Teschner Am 11. Mai selbst hat sich gar nicht so viel geändert. 130 Menschen mit Behinderungen waren wieder bei uns, also 30 mehr als in der Woche davor. Seitdem steigt die Zahl Schritt für Schritt. Ende Mai waren es 500, jetzt bereits mehr als 600. Wir arbeiten daran, Anfang August wieder komplett sein zu können. Wir müssen mit den Menschen sprechen, wenn sie zurückkehren. Wir müssen sie einweisen und Arbeitsabläufe verändern. Dazu brauchen wir Zeit.

Sie werden also wieder die Mitarbeiterzahl aus der Vor-Coronazeit erreichen?

Teschner Nicht ganz, unter den insgesamt 1250 Mitarbeitern sind auch einige, die zu den Risikogruppen zählen. Für sie ist im Einzelfall abzuwägen, ob sie wieder in den Werkstätten arbeiten oder nicht. Auf der einen Seite besteht für sie das Risiko, sich zu infizieren, wenn sie ihre Wohnungen verlassen. Dabei gab es in unseren Werkstätten und Wohnungen noch keinen Coronafall. Auf der anderen Seite besteht für sie das Risiko, zu vereinsamen und soziale Kontakte zu verlieren, wenn sie ihre Wohnungen nicht verlassen. Sich zu entscheiden, ist nicht einfach. Vorher sind viele Beratungsgespräche notwendig.

Einen Tag, um den Betrieb hinunterzufahren, drei Monate, um ihn wieder hinaufzufahren…

Teschner …ist sportlich und funktioniert nur, wenn alle an einem Strang ziehen. Menschen muss man Zeit geben, sich an neue Regeln zu gewöhnen, sie einzuüben und sie selbstverständlich werden zu lassen.
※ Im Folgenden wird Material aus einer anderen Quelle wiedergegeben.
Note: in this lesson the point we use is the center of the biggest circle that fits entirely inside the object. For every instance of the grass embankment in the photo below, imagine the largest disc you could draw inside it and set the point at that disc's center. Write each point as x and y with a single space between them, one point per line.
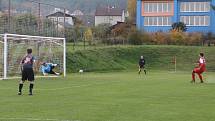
126 58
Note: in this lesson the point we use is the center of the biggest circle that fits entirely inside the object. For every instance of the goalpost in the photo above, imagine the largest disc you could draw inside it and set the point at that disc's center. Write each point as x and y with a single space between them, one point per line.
45 49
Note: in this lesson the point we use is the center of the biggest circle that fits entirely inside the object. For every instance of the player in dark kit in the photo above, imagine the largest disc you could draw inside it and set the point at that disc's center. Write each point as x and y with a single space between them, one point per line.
27 71
142 63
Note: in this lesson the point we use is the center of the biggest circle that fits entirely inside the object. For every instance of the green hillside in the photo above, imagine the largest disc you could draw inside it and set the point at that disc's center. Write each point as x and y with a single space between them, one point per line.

Unsere Angestellten haben viele Gespräche zu führen und anzuleiten. Unsere Mitarbeiter zeigen sich sehr diszipliniert, halten die Abstands- und Hygieneregeln ein.

Die CWWN bot in der
Vor-Coronazeit außerhalb der Arbeit vieles an, zum Beispiel Ferienfreizeiten oder Feiern. Wie ist das heute?
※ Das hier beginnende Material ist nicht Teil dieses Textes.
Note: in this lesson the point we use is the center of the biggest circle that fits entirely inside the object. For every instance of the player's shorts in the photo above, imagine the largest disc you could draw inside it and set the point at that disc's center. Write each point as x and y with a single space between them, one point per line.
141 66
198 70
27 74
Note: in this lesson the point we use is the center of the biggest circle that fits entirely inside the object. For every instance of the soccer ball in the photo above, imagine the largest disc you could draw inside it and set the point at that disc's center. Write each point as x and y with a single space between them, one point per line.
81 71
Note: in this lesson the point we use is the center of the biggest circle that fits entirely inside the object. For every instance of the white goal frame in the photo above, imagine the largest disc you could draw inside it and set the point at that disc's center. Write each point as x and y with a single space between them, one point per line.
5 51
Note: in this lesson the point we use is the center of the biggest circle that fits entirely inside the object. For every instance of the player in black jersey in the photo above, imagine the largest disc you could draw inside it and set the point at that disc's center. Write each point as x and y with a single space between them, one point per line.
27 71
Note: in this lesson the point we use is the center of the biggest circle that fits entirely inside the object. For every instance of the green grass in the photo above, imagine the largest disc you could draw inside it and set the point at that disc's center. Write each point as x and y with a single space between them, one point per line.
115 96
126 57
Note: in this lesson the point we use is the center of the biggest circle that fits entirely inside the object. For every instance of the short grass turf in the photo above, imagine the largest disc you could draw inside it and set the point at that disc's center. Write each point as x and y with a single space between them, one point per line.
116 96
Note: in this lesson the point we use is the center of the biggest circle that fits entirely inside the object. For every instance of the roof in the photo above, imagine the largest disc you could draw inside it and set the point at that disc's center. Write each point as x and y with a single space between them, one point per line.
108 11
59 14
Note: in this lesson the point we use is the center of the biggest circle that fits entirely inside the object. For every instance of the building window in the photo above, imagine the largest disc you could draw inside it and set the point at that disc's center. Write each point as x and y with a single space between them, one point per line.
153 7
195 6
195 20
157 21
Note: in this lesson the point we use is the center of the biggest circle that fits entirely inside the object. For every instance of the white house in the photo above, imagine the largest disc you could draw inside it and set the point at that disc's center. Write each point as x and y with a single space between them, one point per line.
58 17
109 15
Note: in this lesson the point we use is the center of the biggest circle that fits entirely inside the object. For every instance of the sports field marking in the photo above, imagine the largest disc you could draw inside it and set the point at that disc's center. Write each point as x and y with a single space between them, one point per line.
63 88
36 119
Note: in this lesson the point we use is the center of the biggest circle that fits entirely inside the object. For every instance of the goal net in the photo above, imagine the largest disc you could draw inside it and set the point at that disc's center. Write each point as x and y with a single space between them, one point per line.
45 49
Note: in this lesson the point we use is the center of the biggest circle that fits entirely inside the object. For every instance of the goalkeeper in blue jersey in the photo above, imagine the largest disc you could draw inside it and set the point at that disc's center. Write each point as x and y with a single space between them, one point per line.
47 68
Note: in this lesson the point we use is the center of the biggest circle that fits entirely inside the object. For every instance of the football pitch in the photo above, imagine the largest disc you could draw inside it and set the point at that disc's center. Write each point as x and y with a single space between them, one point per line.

 Sozialdienstleiter Norbert Lipperheide

Sozialdienstleiter Norbert Lipperheide

Foto: Caritas

Lipperheide In den Sommerferien haben wir Urlaubsfahrten angeboten. In diesem Jahr fallen sie aus, obwohl 350 Personen teilnehmen wollten. Dafür bieten wir im Juli einen „Urlaub ohne Koffer“ an. Das sind verschiedene Tagesaktivitäten. Für den 5. September hatten wir einen Tag der offenen Tür in unserer Moerser Werkstatt an der Gutenbergstraße geplant. Doch in der Coronazeit fällt er aus. Leider. Wenn viele Besucher kommen, würden sich lange Warteschlangen bilden, wenn gleichzeitig Abstände eingehalten werden sollen. Für Anfang Oktober hatten wir mit der Asberger Bürgergemeinschaft vereinbart, einen Tag das Oktoberfestzelt zu belegen. Doch gemeinsam auf engem Raum zu feiern, ist in der Coronazeit nicht mehr möglich. Deshalb fällt das Asberger Oktoberfest aus.

Teschner Auch Sportveranstaltungen finden nicht statt, zum Beispiel der Drachenlauf in Duisburg. Das ist schade. Aber die Gesundheit geht vor. Auch wenn es nicht immer möglich ist, werden wir versuchen, Ersatz zu finden.